For most grounds managers, however, warmer weather also means it is time to start preparing the department for the cooler weather of fall and, all too soon, winter. Beyond decisions on equipment repair or replacement, managers now are beginning to make certain that crews and the landscapes themselves will be ready for whatever winter brings.
Equipment is the lifeblood of most grounds departments, so managers tend to begin their preparation for colder weather by focusing on key equipment that crews will use to carry their most difficult tasks.
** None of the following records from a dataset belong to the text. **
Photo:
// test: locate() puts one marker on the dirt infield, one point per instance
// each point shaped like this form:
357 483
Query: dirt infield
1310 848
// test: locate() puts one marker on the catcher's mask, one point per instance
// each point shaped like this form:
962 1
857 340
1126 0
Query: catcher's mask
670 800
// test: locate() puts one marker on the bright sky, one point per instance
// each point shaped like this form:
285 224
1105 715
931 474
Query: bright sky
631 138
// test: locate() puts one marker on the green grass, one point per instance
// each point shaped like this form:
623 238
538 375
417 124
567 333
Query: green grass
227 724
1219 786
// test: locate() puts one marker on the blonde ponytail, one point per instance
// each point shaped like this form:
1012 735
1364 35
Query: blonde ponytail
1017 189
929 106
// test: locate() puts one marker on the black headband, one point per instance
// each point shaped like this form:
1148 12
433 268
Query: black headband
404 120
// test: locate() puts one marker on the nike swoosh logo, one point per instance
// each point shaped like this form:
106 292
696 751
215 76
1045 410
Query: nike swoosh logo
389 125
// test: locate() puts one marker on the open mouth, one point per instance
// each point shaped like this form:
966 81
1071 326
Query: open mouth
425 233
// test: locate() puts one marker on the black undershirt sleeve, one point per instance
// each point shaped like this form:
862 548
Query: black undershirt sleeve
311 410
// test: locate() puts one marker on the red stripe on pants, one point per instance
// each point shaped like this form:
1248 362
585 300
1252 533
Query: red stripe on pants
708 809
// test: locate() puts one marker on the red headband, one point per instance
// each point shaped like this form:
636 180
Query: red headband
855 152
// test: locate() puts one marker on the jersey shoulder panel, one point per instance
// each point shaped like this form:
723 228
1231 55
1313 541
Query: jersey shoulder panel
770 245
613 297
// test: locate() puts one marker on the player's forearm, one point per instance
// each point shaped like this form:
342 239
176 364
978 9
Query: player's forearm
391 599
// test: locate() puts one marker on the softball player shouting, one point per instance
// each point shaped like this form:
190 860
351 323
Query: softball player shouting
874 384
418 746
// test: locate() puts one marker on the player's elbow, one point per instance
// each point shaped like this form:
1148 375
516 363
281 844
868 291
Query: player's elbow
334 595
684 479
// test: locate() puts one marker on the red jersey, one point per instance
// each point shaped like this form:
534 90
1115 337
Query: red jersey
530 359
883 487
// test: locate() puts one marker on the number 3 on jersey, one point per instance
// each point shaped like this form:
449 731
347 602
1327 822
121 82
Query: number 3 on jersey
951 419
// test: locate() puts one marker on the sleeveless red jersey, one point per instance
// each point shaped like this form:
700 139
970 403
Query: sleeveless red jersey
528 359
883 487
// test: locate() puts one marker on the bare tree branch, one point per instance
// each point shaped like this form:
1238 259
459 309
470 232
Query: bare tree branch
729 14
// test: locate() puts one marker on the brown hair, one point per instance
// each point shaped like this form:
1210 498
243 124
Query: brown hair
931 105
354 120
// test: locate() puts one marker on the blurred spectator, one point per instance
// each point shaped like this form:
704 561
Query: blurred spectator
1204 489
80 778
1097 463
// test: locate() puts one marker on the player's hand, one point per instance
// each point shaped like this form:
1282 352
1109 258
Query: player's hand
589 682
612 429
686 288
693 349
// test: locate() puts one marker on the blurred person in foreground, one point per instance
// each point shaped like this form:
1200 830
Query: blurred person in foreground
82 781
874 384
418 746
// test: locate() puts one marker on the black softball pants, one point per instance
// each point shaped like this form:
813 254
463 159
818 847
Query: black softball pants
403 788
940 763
In many departments, the groundwork for summer planning and preparation starts the previous winter.
"What we did after each snow event, particularly in Michigan, we would have a recap meeting," says Gerry Dobbs, park services superintendent with the Cordova Recreation and Park District in Rancho Cordova, Calif., who also worked at Michigan State University. "We'd discuss what worked well and what did not work well in terms of the processes and the equipment. Do we need replacements? Do we need to make adaptations? If so, we have to give the mechanics time enough to make those adaptations."
In essence, preparation for winter can become nearly a year-round process.
"I like to start thinking about preparation for winter in the summertime," Dobbs says. "We look at all of our equipment, and we start reviewing our snow-removal plan. Then as we get closer to fall, we'd have an equipment roundup. The mechanics would come in over the weekend and bring in all of the snow plows and trucks and other equipment to get them ready for snow removal."
Equipment considerations go beyond determining the condition of existing units. Managers also can start to get a better handle on the possibility of replacing outdated or rundown and inefficient equipment, as well as supplementing the department's equipment arsenal with new units that perform different functions. Such big-ticket decisions require a strategic approach.
"Each place I've worked at, we've developed an equipment inventory, which has not only model numbers and serial numbers but also the purchase date," Dobbs says. "And we record hour-meter readings or odometer readings. We're getting to a point where we're determining the ideal time to replace a piece of equipment before it becomes a liability for us.
"Anytime you deal with a snow emergency or any type of work within landscape maintenance, you have to have reliable equipment that somebody can get in after doing the basic pre-trip inspection and go out and do their job. So we look at a piece of equipment, its age and functionality. If it looks like (maintaining) the piece of equipment is going to cost more than it's actually worth, I recommend getting rid of it and bringing in something new."